The biopsy slides of over 6,000 patients referred to Johns Hopkins for cancer treatments were reviewed. The rate of error was 1.4%, low but not insignificant. This is equal to 1 cancer patient a week with a wrong diagnosis or 30,000 mistakes a year across the United States.15 Also, a wellness and cancer coach reported that gynecology pathology errors range from 2 – 20% and non gynecology cases 5 – 12%. A review of biopsy slides is advised when symptoms do not correlate with the diagnosis and the cancer type is rare.16
A reduction in life expectancy attributed to a deviation in the standard of care always has been grounds for a lawsuit.17 In October 2011, the Washington State Supreme Court recognized “loss of chance” and “what might have been” as new causes of action if medical treatment or a diagnosis had taken place earlier. There are at least 4 Courts in the United States that allow damages for lost survival chance or medical improvement due to misdiagnosis.18 State laws on loss of chance of survival continue to evolve.
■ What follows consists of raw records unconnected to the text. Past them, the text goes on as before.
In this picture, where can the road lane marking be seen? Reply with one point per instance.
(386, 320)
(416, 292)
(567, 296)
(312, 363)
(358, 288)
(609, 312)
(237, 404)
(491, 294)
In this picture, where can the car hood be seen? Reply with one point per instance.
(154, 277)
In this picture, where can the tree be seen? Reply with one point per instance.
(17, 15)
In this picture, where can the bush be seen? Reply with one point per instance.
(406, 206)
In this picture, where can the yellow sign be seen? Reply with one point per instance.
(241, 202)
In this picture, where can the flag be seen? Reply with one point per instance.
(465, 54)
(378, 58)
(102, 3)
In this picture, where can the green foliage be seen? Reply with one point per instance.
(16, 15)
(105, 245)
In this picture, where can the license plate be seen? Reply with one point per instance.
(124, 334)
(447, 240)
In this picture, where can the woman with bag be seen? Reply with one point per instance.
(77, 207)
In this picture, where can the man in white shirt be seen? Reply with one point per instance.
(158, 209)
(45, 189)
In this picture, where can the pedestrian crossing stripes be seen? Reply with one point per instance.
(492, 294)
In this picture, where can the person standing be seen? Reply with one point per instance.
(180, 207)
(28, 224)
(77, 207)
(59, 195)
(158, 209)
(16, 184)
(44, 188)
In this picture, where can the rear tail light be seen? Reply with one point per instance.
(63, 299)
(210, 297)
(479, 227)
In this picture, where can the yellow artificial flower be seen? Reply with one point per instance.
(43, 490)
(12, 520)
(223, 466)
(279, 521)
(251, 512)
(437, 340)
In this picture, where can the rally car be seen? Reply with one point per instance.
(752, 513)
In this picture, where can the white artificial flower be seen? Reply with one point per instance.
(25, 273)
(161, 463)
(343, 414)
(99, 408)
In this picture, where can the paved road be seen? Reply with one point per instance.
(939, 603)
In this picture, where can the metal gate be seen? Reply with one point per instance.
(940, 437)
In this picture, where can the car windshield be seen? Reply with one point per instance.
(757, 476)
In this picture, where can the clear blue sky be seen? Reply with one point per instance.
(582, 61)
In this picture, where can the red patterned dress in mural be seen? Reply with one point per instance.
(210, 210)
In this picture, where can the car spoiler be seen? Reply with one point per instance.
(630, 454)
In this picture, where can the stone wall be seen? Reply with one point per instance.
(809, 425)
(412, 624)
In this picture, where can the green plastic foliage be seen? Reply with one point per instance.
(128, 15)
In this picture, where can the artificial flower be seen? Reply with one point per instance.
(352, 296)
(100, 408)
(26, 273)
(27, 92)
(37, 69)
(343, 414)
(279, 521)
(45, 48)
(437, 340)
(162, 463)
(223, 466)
In an era of unprecedented liability and expectation, improved diagnostic accuracy should be a priority. Advances in orbital imaging correlated with clinical findings, surgical judgement and skill allow physicians to define the most efficient management of orbital diseases.
The clinical presentation of orbital pseudotumor may vary depending on the tumor location and effect of inflammatory tissues. The clinical picture can range from pain, redness, edema to proptosis, diplopia, compressive optic neuropathy, and visual loss from a space-occupying lesion. Differentiating between orbital inflammatory causes such as idiopathic OID and non-inflammatory conditions such as neoplasms is crucial to be able to provide appropriate treatment.
The optimal approach to an orbital disease is best determined by a detailed history, meticulous, cautious and comprehensive clinical examination, appropriate and thorough radiological evaluation and histopathologic investigations. Patients must be evaluated on an individual basis. The justification for surgical intervention must consider the presence or possible development of a functional deficit, the risk of further progression of a biologically active or aggressive lesion, suspected risk of malignancy, lesion location, and aesthetic considerations.